Saturday, November 12, 2011


Mother used to warn about the dangers of "loose women" but loose bison?  The Tall Grass Prairie Preserve near Bartlesville, Oklahoma, is privately owned and operated by the Nature Conservancy.  A herbaceous sea nearly seven feet high, the tallgrass prairie originally stretched from Texas to Saskatchewan.  With an additional National Preserve in Kansas of 140 million acres, the Tall Grass Prairie Preserve is the largest remnant of tallgrass prairie left on earth.  
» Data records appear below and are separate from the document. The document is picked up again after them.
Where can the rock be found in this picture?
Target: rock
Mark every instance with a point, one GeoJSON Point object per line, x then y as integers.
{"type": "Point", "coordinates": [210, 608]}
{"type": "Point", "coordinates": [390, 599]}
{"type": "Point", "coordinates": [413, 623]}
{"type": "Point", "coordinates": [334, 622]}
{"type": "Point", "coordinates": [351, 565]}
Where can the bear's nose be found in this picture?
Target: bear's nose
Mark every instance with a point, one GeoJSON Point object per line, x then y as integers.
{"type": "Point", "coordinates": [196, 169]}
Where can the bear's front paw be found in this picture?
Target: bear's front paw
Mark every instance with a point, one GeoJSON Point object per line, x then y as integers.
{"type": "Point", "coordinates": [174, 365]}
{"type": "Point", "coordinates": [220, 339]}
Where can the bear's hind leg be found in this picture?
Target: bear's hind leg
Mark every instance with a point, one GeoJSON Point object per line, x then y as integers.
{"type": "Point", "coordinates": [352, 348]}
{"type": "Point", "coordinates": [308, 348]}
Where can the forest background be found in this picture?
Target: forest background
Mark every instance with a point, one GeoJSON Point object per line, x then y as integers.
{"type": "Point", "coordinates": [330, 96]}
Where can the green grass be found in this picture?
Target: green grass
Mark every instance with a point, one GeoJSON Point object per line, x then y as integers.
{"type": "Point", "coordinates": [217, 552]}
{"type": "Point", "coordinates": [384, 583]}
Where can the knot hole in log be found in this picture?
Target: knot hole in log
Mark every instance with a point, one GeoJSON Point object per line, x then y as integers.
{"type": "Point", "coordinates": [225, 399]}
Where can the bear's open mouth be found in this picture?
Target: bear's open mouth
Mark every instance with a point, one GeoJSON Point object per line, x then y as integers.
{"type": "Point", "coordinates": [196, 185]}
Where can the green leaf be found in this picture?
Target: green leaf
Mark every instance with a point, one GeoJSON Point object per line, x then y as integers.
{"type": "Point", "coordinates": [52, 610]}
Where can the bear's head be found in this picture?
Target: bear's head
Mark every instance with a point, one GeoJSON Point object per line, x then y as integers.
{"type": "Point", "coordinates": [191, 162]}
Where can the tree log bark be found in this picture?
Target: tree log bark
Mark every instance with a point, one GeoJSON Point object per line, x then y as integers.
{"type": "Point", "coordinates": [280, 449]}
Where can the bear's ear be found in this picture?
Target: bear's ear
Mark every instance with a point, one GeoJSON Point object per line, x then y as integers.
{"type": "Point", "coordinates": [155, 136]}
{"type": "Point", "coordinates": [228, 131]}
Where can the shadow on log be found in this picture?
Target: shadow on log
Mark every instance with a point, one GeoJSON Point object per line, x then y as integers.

The primary aim of the preserve is to restore and protect endangered native grasses, the largest of which grow over 7 feet tall with roots 9 feet deep.  In addition to its mission to restore and protect this dwindling ecosystem, The Tall Grass Prairie Preserve maintains a bison herd of nearly 2,500 head.  By 1888, only 541 bison remained in the United States, largely protected by ranchers who attempted to breed the bison with cattle.  Thanks to preservation efforts, bison are no longer a threatened species.  In order to protect the native grasses from over-graizing, and to isolate cattle genes and remove them from the herd, the Preserve conducts an annual Bison Roundup every October.  I managed to catch a glimpse of the herd from a distance, through binoculars.  For a close-up view, watch this video of the roundup below:

The Tall Grass Prairie Museum 

Armadillo shell 

Scat Identification tray

Weird cage in the men's restroom

Proud Buffalo statue, Colby wearing "scat identification bandana", trying to look grizzled  

Surveying the prairie


  1. uh, the shot of you from behind... now if you had just pulled your knickers
    down over your bum, we woulda had a nice shot of the moon on the prairie.
    Love your tourist blogs. Really makes me wanna go to Tulsa and bag some

  2. Odd, while you were surveying the prairie, I was surveying something else.

  3. The thing about prairie views is that they simply cannot be photographed. Using a lens restricts the view to a frame, which diminishes the impact of infinity stretching out in all directions from you. It can be simply amazing, and very hard to describe to bi-coastals, who are used to little postage stamp skies, framed by buildings and terrain. Just experiencing the prairie in person makes it obvious why most cultures posit an earth deity and a sky deity as the two primordial gods.